La construction d’îles artificielles le long des littoraux pourrait être une façon de lutter et de gagner sur la mer des surfaces de terre qui sont menacées, de renforcer le caractère habitable des côtes qui abritent des densités croissantes de population. Les technologies sont anciennes, de la poldérisation aux Pays-Bas dès le Moyen-Âge qui réservaient à quelques endroits des digues, des « Terps », îles artificielles. Plus près de nous dans le temps, Pudong, l’emblématique quartier des affaires de Shanghaï a été gagné sur le fleuve Huang Po en créant des remblais dans l’estuaire du fleuve.
A l’heure où certains lecteurs de ce blog se laissent aller à rêver de séjourner sur une île déserte, nous nous sommes intéressés au nouvel ouvrage du géographe Alastair Bonnett « The Age of Islands ». Pourquoi s’intéresser aux îles sur RLDH ? Parce que, contrairement aux fantasmes courants, elles n’offrent pas toujours ces refuges apaisants des cartes postales et que leur réputation de sanctuaire naturel est surestimée. Contre l’image d’Epinal de l’île de Robinson Crusoë qui, pour peu qu’on s’y applique, recèle tout ce dont le naufragé a besoin pour survivre, les îles peuvent êtres des milieux hostiles et marqués par la pénurie comme peuvent l’être les zones désertiques. Ensuite, parce que les îles apparaissent aussi vite que d’autres disparaissent. Les risques de submersion rendus de plus en plus présents du fait du dérèglement climatique vouent certaines îles de la zone intertropicale à la disparition, les îles Kiribati sont devenues le symbole de cette disparition programmée. En même temps, les projets d’îles artificielles se multiplient, que ce soit pour des raisons de stratégie militaire, de construction d’infrastructures, d’aménagement touristique, de résidences exclusives à l’abri des tracas des agglomérations urbaines…

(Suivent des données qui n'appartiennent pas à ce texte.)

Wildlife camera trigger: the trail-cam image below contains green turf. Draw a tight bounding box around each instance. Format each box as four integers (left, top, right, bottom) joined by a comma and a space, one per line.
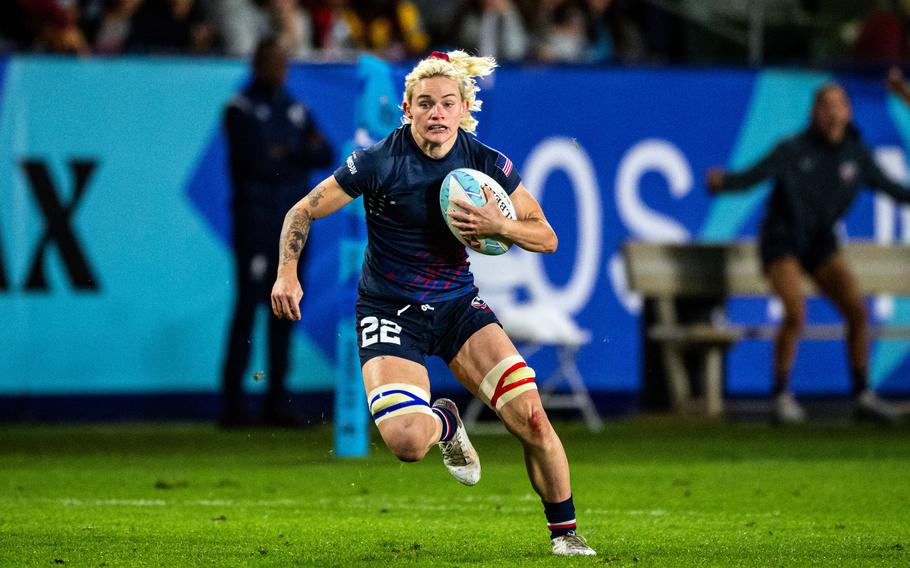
0, 419, 910, 567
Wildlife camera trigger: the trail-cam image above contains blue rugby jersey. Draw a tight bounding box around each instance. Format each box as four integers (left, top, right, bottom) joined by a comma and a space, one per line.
335, 125, 521, 303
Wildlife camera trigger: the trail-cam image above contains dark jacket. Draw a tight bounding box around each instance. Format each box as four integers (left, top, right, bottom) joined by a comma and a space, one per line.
224, 83, 334, 246
723, 125, 910, 249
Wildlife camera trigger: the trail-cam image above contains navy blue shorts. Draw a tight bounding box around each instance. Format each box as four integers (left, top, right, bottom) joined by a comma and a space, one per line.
357, 289, 501, 366
760, 231, 840, 274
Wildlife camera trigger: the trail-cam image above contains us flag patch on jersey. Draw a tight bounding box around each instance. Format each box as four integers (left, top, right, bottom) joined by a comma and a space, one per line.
496, 152, 512, 177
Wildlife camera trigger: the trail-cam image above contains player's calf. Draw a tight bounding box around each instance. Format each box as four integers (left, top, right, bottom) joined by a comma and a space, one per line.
367, 383, 436, 462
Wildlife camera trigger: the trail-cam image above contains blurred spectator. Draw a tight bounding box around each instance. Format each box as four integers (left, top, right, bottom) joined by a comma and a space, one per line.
212, 0, 314, 60
18, 0, 91, 55
82, 0, 143, 55
537, 0, 588, 62
0, 2, 34, 53
584, 0, 644, 63
221, 38, 333, 427
125, 0, 214, 53
348, 0, 430, 59
313, 0, 362, 60
455, 0, 529, 61
852, 0, 910, 64
414, 0, 469, 49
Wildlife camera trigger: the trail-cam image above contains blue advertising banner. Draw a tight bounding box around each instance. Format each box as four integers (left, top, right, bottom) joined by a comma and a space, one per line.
0, 57, 910, 396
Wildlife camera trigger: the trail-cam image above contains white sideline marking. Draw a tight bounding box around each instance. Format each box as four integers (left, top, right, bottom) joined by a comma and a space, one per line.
60, 498, 304, 507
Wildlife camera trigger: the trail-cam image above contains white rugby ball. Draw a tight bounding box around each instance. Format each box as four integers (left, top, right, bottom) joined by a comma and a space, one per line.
439, 168, 517, 255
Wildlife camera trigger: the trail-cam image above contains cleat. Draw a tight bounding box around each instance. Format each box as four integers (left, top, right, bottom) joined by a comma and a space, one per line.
433, 398, 480, 485
550, 531, 597, 556
774, 391, 806, 424
854, 389, 903, 424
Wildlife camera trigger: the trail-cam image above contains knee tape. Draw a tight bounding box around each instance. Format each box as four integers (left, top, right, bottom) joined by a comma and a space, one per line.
479, 355, 537, 410
367, 383, 433, 425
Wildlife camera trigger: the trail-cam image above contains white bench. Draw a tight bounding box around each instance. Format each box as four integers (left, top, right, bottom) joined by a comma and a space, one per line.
623, 241, 910, 416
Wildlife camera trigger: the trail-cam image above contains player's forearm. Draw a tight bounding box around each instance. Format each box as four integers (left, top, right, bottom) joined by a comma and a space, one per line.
278, 202, 313, 276
500, 218, 559, 252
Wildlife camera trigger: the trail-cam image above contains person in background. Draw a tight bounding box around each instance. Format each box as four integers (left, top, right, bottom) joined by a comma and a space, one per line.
220, 38, 334, 427
456, 0, 529, 61
124, 0, 215, 54
211, 0, 314, 61
82, 0, 144, 55
19, 0, 91, 57
707, 83, 910, 423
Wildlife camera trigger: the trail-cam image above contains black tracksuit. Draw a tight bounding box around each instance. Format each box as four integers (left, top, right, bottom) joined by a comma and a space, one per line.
222, 83, 334, 423
723, 125, 910, 272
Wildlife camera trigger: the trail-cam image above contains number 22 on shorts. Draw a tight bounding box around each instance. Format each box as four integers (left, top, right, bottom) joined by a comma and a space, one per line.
360, 316, 401, 347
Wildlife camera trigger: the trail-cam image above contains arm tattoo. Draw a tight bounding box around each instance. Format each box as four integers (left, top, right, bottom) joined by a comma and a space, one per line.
278, 185, 325, 266
309, 185, 325, 207
278, 207, 313, 266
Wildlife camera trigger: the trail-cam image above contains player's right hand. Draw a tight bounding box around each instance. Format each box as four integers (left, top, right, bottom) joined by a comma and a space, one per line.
272, 275, 303, 320
706, 168, 726, 194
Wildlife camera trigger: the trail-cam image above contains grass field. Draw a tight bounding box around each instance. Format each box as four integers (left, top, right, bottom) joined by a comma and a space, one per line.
0, 419, 910, 566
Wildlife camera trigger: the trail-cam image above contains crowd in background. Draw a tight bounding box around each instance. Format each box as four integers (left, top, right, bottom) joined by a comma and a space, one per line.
0, 0, 910, 65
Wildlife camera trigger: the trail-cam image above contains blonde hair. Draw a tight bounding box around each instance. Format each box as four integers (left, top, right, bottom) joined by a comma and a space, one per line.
401, 50, 496, 134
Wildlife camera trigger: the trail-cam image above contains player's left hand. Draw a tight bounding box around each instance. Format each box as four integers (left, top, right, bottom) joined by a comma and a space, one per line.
449, 186, 508, 240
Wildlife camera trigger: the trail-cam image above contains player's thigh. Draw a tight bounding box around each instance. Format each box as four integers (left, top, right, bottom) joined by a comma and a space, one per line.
765, 256, 805, 321
812, 253, 865, 315
449, 324, 539, 416
449, 323, 519, 396
362, 355, 430, 393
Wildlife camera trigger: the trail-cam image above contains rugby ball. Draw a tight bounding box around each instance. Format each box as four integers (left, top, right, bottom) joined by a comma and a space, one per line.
439, 168, 517, 255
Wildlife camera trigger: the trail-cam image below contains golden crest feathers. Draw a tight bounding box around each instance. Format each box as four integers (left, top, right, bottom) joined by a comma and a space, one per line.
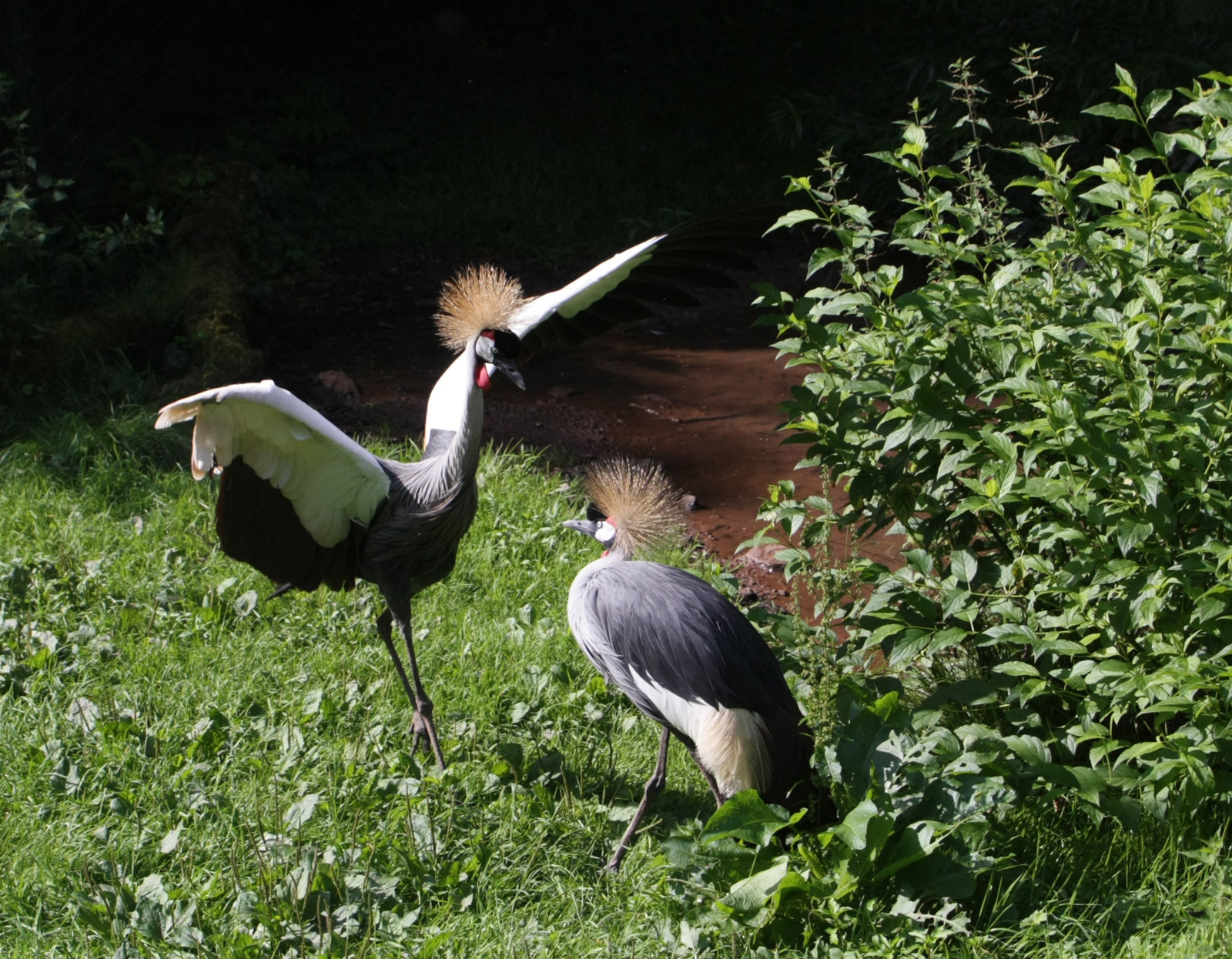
436, 265, 522, 353
585, 456, 685, 554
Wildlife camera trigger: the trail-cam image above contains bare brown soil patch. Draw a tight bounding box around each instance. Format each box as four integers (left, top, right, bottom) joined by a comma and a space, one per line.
253, 247, 897, 604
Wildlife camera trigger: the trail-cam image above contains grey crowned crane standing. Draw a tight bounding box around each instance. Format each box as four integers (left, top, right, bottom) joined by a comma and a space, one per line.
156, 214, 765, 768
565, 458, 813, 871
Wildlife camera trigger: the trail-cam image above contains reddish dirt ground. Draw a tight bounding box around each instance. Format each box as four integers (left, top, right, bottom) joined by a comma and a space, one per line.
253, 239, 896, 604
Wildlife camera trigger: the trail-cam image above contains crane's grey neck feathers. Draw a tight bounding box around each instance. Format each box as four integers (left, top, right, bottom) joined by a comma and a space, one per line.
436, 265, 525, 353
585, 456, 685, 559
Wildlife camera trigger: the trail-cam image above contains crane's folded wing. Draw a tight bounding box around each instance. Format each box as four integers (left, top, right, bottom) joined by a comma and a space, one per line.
154, 379, 390, 546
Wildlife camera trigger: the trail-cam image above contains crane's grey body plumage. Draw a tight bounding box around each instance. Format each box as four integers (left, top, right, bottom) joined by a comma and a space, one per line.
156, 212, 768, 767
569, 554, 812, 803
565, 456, 824, 871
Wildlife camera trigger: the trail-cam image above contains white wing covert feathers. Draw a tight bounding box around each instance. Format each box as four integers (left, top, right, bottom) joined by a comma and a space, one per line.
509, 234, 667, 339
154, 379, 390, 546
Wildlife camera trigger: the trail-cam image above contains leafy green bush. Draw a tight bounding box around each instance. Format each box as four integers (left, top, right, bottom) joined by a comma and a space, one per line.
698, 62, 1232, 937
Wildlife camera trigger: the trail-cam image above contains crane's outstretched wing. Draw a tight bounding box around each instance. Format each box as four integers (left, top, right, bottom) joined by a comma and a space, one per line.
154, 379, 390, 589
509, 206, 778, 356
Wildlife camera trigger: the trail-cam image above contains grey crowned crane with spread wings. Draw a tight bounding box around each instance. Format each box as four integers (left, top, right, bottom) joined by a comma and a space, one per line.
156, 214, 766, 768
565, 458, 813, 871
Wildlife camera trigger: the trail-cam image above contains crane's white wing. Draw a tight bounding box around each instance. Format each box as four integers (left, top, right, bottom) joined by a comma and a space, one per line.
509, 205, 778, 357
509, 234, 667, 339
154, 379, 390, 546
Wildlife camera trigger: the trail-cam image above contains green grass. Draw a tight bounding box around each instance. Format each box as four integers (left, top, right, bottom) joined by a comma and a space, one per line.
0, 406, 1232, 957
0, 411, 729, 957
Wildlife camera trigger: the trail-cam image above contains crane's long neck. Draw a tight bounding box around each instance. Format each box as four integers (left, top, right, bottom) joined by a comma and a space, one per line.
424, 347, 483, 485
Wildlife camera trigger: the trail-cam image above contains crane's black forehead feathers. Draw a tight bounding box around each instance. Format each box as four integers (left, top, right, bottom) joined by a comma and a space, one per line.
491, 330, 522, 359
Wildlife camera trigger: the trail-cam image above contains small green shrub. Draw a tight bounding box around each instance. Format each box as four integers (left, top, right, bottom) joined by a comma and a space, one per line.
762, 59, 1232, 822
678, 59, 1232, 951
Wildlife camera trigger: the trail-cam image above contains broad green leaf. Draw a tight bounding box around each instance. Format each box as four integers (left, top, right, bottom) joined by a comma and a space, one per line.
950, 549, 979, 583
1083, 103, 1138, 123
719, 856, 787, 912
766, 209, 821, 232
700, 789, 801, 846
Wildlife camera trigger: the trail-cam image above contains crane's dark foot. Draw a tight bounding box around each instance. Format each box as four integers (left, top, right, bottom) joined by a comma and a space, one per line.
410, 698, 445, 770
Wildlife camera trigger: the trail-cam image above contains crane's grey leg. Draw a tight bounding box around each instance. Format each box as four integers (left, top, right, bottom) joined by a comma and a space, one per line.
377, 607, 445, 770
604, 727, 671, 873
688, 750, 731, 807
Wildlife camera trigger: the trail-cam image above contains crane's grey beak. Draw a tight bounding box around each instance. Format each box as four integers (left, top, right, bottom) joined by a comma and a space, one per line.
491, 349, 526, 389
564, 520, 599, 540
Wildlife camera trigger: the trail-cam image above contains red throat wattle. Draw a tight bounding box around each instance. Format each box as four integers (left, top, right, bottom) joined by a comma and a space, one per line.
474, 330, 497, 389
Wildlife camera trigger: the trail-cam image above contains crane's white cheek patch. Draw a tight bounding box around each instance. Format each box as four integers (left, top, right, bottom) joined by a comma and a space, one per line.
630, 670, 772, 797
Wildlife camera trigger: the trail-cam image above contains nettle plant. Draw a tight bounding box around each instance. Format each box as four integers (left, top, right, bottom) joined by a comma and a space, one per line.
759, 63, 1232, 842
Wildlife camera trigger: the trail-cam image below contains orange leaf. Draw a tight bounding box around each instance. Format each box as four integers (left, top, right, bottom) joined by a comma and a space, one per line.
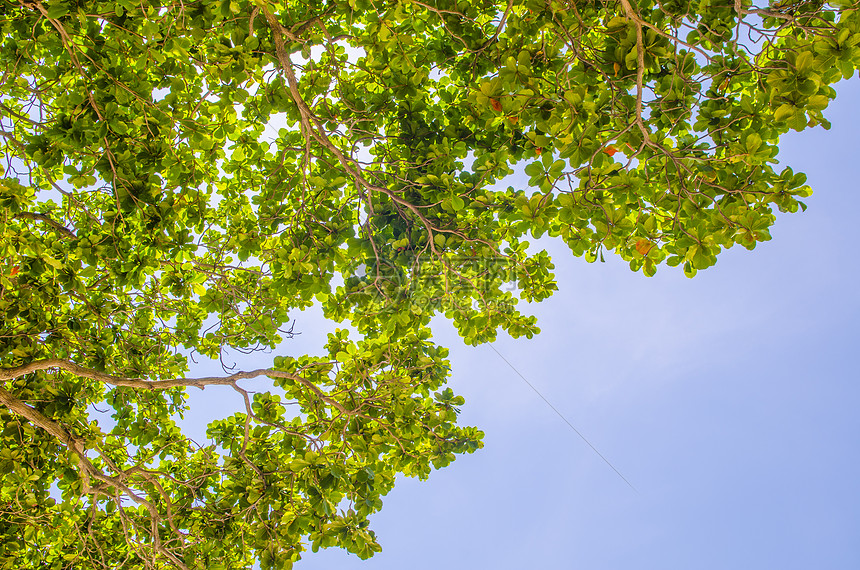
636, 238, 654, 255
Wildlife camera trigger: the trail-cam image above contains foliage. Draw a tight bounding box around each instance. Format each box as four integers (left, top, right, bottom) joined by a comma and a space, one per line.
0, 0, 860, 569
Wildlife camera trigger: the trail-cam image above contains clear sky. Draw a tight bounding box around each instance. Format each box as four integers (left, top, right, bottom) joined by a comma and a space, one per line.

Loin d’être des exceptions, la construction d’îles artificielles est une pratique ancrée dans l’histoire. Les îles ont été fortifiées depuis des siècles, et sur les lochs d’Ecosse subsistent les fameux « crannogs » fabriqués pour que les habitants des alentours s’y abritent en cas d’invasion ennemie. Les îles inspirent à la fois un sentiment de liberté (le mythe de l’île déserte !) mais aussi de peur, de solitude et d’ennui. Les humains ont des réactions contradictoires vis à vis des îles. A travers les âges, celles-ci ont servi de prison, de lazarets en période d’épidémies, de mouroirs pour les bannis des sociétés anciennes, ou de refuges exclusifs pour milliardaires en recherche de décompression. Dans l’ère moderne, on a eu tendance à construire des îles artificielles pour isoler des activités polluantes, activités aéroportuaires au Japon ou à Hong Kong, ou pour l’extraction d’énergie off-shore que nous ne voulons plus voir sur nos rives.
L’ouvrage d’Allastair Bonnett, qui étudie le sujet à l’université de Newcastle, se lit comme un roman. L’auteur nous amène visiter des îles, naturelles ou artificielles et en découvrir la variété, les histoires particulières, pour comprendre les phénomènes d’attraction et de répulsion que peuvent susciter les îles, loin des couchers de soleil de carte postale.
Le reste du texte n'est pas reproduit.